Author Claudia Emerson.
Author Claudia Emerson.

Photo courtesy Kent Ippolito

Reading these poems alongside Emerson’s, I often wondered what would happen if you swapped the two poets’ styles. Could an approach like Emerson’s record the rendings our apparently seamless American lives involve? Could Metres’ disruptions and distortions do justice to the hard-won continuity of Emerson’s beautiful mind?
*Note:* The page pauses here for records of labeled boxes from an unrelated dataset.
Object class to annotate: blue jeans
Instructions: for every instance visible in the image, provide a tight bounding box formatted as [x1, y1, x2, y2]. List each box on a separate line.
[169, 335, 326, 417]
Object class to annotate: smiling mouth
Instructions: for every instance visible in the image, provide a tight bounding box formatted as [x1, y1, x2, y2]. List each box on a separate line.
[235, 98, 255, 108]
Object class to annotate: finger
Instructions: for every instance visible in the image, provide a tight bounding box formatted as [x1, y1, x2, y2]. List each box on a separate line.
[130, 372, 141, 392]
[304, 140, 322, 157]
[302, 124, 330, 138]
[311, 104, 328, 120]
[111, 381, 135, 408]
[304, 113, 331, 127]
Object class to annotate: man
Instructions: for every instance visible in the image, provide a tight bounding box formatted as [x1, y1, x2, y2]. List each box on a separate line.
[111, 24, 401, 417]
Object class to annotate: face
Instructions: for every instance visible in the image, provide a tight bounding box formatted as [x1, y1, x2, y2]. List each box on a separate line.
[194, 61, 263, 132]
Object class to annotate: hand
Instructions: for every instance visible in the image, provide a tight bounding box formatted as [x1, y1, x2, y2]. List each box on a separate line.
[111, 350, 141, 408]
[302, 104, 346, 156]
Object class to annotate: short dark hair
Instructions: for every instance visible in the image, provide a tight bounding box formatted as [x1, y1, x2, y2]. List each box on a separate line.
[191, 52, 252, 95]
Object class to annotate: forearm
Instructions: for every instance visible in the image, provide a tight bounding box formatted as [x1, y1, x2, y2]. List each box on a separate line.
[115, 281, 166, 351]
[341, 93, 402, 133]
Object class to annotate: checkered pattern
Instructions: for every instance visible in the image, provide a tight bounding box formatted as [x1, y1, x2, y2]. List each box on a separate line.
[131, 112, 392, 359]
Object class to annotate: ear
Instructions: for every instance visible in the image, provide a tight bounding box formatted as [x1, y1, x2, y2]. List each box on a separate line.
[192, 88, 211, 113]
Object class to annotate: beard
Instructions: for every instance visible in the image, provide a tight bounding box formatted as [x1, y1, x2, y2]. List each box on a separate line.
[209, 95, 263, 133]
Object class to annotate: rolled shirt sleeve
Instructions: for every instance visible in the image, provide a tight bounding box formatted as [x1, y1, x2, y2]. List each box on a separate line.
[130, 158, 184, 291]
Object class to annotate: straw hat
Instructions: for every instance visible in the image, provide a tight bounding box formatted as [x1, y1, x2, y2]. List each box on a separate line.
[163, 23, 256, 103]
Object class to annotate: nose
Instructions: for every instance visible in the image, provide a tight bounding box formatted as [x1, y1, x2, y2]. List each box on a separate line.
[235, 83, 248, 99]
One of Emerson’s poems, a dramatic monologue spoken by the widow of a once-famous Sicilian embalmer, Alfredo Salafia, ends with a recollection of pressed wildflowers:

not the stuff of memory unless 
I write the hour we sat on a bench of stone, 
parrots making green screaming ribbons of the air 
above us; I wanted something to remember it by, 
some small memento I recall hesitating 
to take from its one afternoon of pollen 
and bees—color its one remaining trueness, 
shape collapsed, thinned as paper—this preserve 
a worse kind of withering, perhaps, and yet 
you see how I again have turned to it
for its very failure to compare.

That “failure to compare”—coupled with a passionate, persistent, clear-eyed refusal to be satisfied with it—may be art’s best answer to our own and others’ vulnerability. It feels inadequate in the face of the death of one poet, much less the torture of thousands. But perhaps that’s the point.

The Opposite House by Claudia Emerson. Louisiana State University Press.

Sand Opera by Philip Metres. Alice James Books.